Their debut LP, Vacation is based on the eternal holiday and feelings of the unknown that typify the life of the traveling band. As Iansek says: “It’s the pure exhilaration of chasing the dream and the melancholy of the increasing distance and detachment from your previous life”.
Across ten tracks they prove that things aren’t always a bed of roses when you lose touch with constants like friends, lovers, homes and stable jobs. But there are also plenty of contrasts – quiet and loud moments to match the feelings of darkness and light with a common thread being the warm vocals and creativity underpinning the music.
This is a band that was born from simplicity, i.e. acoustic guitars and egg shakers before the pair regrouped with a more expansive vision and graduated to electric guitar, mandolin, drums, piano and ukuleles. These musical partners prove to be a rich and fluid lot, practically changing with the wind or indeed the seasons that inspired four of their early EPs.
For their debut, Big Scary recruited Sean Cook (the former bassist of Yves Klein Blue) and it was the first time they’d gotten external assistance in the studio. The result is music that is no less decorative than before with the versatile pair continuing to produce varied songs that take in all sorts of genres from bratty garage punk to epic and fuzzy guitar-based songs to minimalist pop, brooding ballads and exuberant piano ditties. The staggering fact is that with only two of them they can produce more diversity than some acts can achieve with four or five different individuals. It’s all quite remarkable and shows just how clever and original they can be at negotiating their influences and using their talent and dexterity to make things their own.
Single, Gladiator starts off with some of The White Stripes’ style garage rock and features some nice interplay between the male and female vocals. Interestingly, it’s about growing up and not necessarily improving, not that most people would mind or notice as it proves such a thumping and finger-pointing good time for all. Leaving Home meanwhile, is the record’s oldest song and is a big piano ballad that – as the name suggests – is about leaving the paternal nest.
On Mix Tape we get some of the stomping piano that seems to have been culled from a bar way back in the wild west. Another track sounding like it’s from another time period is Purple with its dirty guitar riffs that could’ve been lifted from a haze created by Jimi Hendrix. But these chords are also combined with a catchy La Roux-like flavour and were inspired by a guy that used to paint over advertising billboards, such was his disdain of them.
The latter half of the proceedings take on a subtler, more introspective element as evocative ballads are offered by the bucket-load.
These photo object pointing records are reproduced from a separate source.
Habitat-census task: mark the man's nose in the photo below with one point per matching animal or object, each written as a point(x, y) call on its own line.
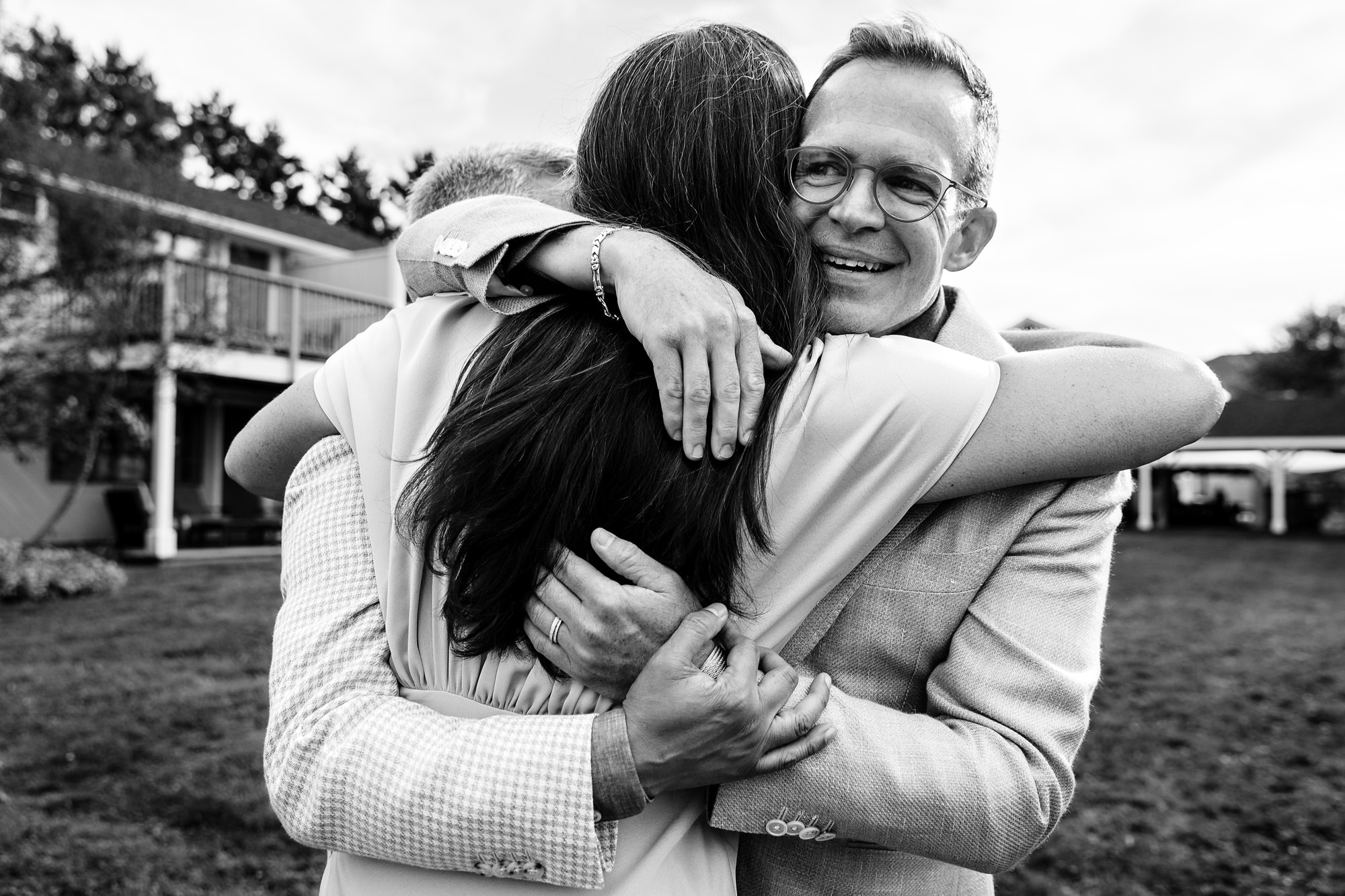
point(857, 209)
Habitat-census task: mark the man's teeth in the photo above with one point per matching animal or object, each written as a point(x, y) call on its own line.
point(855, 264)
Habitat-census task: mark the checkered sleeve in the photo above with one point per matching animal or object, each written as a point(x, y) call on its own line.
point(354, 767)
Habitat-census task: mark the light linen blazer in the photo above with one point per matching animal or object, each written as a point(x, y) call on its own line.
point(964, 653)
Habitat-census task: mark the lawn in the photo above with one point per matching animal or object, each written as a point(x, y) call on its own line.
point(131, 733)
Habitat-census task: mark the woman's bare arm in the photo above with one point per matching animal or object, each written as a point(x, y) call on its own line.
point(1083, 411)
point(274, 442)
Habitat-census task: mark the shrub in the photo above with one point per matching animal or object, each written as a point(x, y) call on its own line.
point(46, 573)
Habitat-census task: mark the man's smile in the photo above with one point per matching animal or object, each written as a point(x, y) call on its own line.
point(853, 264)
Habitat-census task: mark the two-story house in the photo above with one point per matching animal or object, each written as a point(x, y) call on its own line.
point(240, 300)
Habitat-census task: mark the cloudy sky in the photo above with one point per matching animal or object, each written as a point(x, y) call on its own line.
point(1168, 169)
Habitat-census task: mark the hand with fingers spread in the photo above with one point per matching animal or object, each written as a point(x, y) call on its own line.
point(609, 631)
point(708, 352)
point(689, 729)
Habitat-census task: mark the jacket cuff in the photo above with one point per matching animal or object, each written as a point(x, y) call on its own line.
point(461, 247)
point(617, 786)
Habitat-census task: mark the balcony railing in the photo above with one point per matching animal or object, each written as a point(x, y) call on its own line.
point(224, 307)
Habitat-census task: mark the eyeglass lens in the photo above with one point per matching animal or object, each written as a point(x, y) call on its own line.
point(907, 193)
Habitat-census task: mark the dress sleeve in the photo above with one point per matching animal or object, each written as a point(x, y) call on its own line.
point(360, 378)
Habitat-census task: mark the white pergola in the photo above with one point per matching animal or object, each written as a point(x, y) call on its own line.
point(1278, 455)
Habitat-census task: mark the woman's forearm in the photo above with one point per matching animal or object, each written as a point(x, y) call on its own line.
point(1043, 339)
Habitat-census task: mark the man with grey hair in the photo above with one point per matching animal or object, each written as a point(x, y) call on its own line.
point(533, 170)
point(966, 647)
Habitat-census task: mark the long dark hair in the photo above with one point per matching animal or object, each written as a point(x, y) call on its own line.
point(555, 428)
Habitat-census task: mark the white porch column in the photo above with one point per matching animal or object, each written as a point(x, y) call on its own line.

Bad Friends uses some whispered vocals to talk about the real costs of the transient life and is put to acoustic guitar almost inspired by Jose; Gonzlez while Got It, Lost It is just plain haunting. Of Desire would have made a good closer as it is a rather sweet and dreamy affair and offers the kind of escape and vacation from life the album as a whole promises.
Vacation is unlikely to win over every listener with all its tracks, as there’s just too much variation on offer to appease everyone. However, you have to admire the band’s ambition and creativity, the fact they realise they write songs that have different vibes, feelings and emotions and that it is okay to embrace and roll with it all. As such, they have produced an intricate and vital debut that is extremely accessible and melodic and will prove itself in time to be the gift that keeps on giving. Amen to that.